Он открыл глаза, пошевелился, вбирая в ноющее от ран тело тепло спального мешка. В палатке вообще спалось отлично. Легкая, американского производства, она подогревалась аккумуляторной батареей, спасая от колючего ночного холода. Палатка – летняя роскошь, скрываемая от вездесущих российских «вертушек» плотным облаком «зеленки». Зимой отряд располагается в пещерах и блиндажах, сырых, мрачных, раздирающих плохо сросшиеся кости и пробитые внутренности когтями острой боли.
Салман выбрался из «спальника», зашнуровал берцы, отдернул край палатки. Долю секунды он радовался поднимающемуся из-за гор краешку солнца, щедро льющему тепло на многострадальную землю Ичкерии. Потом, увидев трясущуюся в рыданиях у потухшего костра Айзу, закусил губу.
Все понятно и больно.
– Зелимхан? – спросил Салман, все еще надеясь на то, что ошибся. Если бы женщина отрицательно покачала головой!
Но нет – черный платок клонится вниз.
– Я просыпаюсь… Он не дышит… Глаза открыты.
По щекам Айзы текут слезы, и Салман ловит себя на мысли: как же хочется зарыдать, зареветь, завыть, может, тогда исчезнет тяжесть в груди.
Смерть – это слишком серьезно для слез. Смерть – тоже работа, сложная, кропотливая, но только правильно проведенный похоронный ритуал откроет Зелимхану путь на небеса. Мальчик это заслужил, да пребудет его душа в раю, иншаллах…
Завтрак проходил в полном молчании. Бойцы вяло поглощали остатки привезенной Раппани еды. Сам гость, притихнув, ограничился кружкой дымящегося чаю, на что Вахид, поправив бинт и зеленую бандану, неодобрительно поцокал языком. Они-то ведь живы, и им нужны силы для борьбы и мести, даже если кусок в горло не лезет.
Салман прожевал шмат холодной баранины и коротко бросил:
– Раппани, Айза, Асланбек – вы остаетесь в лагере.
Асланбек, восемнадцатилетний паренек, гневно сверкнул глазами, но промолчал.
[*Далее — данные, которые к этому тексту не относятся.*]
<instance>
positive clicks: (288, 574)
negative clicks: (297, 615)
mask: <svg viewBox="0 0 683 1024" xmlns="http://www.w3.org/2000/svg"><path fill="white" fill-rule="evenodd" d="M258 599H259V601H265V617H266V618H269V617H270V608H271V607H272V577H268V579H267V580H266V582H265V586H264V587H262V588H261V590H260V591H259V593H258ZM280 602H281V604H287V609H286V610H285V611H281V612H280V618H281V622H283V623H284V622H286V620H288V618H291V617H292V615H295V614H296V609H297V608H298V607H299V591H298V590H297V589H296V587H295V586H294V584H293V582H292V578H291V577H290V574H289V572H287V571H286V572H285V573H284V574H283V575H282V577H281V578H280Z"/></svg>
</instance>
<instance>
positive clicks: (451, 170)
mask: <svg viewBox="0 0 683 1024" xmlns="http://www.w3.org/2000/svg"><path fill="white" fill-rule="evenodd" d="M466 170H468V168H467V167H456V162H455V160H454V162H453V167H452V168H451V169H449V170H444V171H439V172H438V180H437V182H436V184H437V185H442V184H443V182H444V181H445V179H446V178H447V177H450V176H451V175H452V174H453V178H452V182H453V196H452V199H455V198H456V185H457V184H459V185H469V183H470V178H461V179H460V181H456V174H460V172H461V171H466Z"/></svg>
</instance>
Да, спускаться в аул опасно, но он мужчина, и не должен отсиживаться у костра рядом с женщиной и слабым московским гостем!
Дождавшись, пока три разведчика уйдут вперед, Салман взял тело Зелимхана на руки – окоченевшее, негнущееся в смерти. Рот оскалила гримаса боли. Будь прокляты шурави!
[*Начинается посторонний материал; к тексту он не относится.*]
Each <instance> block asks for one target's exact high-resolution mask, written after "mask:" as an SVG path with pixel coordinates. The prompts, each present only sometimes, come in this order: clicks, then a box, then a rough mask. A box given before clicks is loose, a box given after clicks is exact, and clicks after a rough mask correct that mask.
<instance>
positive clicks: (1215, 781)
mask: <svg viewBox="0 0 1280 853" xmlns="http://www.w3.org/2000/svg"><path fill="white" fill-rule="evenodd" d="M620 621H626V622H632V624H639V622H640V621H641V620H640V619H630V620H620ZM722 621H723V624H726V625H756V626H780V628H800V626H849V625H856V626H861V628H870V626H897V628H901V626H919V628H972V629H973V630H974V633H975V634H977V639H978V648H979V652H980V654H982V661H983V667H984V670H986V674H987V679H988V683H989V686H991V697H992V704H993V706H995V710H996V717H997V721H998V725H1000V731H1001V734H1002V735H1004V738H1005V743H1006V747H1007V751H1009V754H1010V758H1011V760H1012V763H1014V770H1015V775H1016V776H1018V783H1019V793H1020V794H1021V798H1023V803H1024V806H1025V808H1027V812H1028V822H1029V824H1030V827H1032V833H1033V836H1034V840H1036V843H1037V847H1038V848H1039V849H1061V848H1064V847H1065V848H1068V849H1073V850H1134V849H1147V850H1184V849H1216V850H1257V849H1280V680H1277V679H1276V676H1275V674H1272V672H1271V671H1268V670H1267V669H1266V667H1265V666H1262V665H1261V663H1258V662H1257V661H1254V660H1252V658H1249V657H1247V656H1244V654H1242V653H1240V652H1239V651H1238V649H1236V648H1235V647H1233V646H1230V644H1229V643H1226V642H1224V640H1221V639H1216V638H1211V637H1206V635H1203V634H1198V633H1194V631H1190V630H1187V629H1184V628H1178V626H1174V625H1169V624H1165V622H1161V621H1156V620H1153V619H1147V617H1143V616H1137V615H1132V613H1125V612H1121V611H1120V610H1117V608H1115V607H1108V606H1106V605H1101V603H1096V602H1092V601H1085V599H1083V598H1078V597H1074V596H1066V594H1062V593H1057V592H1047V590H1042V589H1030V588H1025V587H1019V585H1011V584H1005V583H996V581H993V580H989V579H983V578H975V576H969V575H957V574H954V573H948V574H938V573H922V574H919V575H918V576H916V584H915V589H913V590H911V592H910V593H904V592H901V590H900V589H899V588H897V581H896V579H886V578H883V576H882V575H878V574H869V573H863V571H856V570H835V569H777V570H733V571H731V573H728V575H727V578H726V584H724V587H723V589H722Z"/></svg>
По узкой тропинке он легко шагал вниз. Аккуратно обошел установленные для непрошеных гостей «растяжки», скользнул взглядом по прикрытой ветками яме. Когда-то по ее дну ползали задыхающиеся от собственного дерьма русские пленные, изнасилованные, изрезанные. Покойный Арби, узнав, что родной дом выжгли термобарическими снарядами, а от них не спрятаться, не скрыться, все вокруг мгновенно заливает огненной лавой, и его родня корчилась в ней, лопалась кожа, вскипали глаза, зажаривалось еще все чувствовавшее тело… Арби швырнул в яму пару гранат. Зря. Пленных можно было бы обменять. Но Салман ничего не сказал тогда своему бойцу.
Враг, пришедший на землю нохчей, должен не просто умирать. Пусть ему будет больно, так больно, что на губах пузырится кровавая пена, пусть взрывается свет в глазах от отрубленных ног, рук, пусть острое лезвие ножа чиркает по горлу!
Ненависть, желание причинить боль – они жили где-то глубоко в душе Салмана всегда, а вырывались наружу не сразу, постепенно, с каждым убитым бойцом, с исчезнувшими родственниками. Когда артобстрел федералов сожрал Аминату и дочь, Салмана не стало, только острая ярость текла по венам. Если заканчивались патроны со смещенным центром тяжести, он подпиливал обычные. Траектория движения пули становилась непредсказуемой, мотала кишки, мучила, никакой промедол не помогал.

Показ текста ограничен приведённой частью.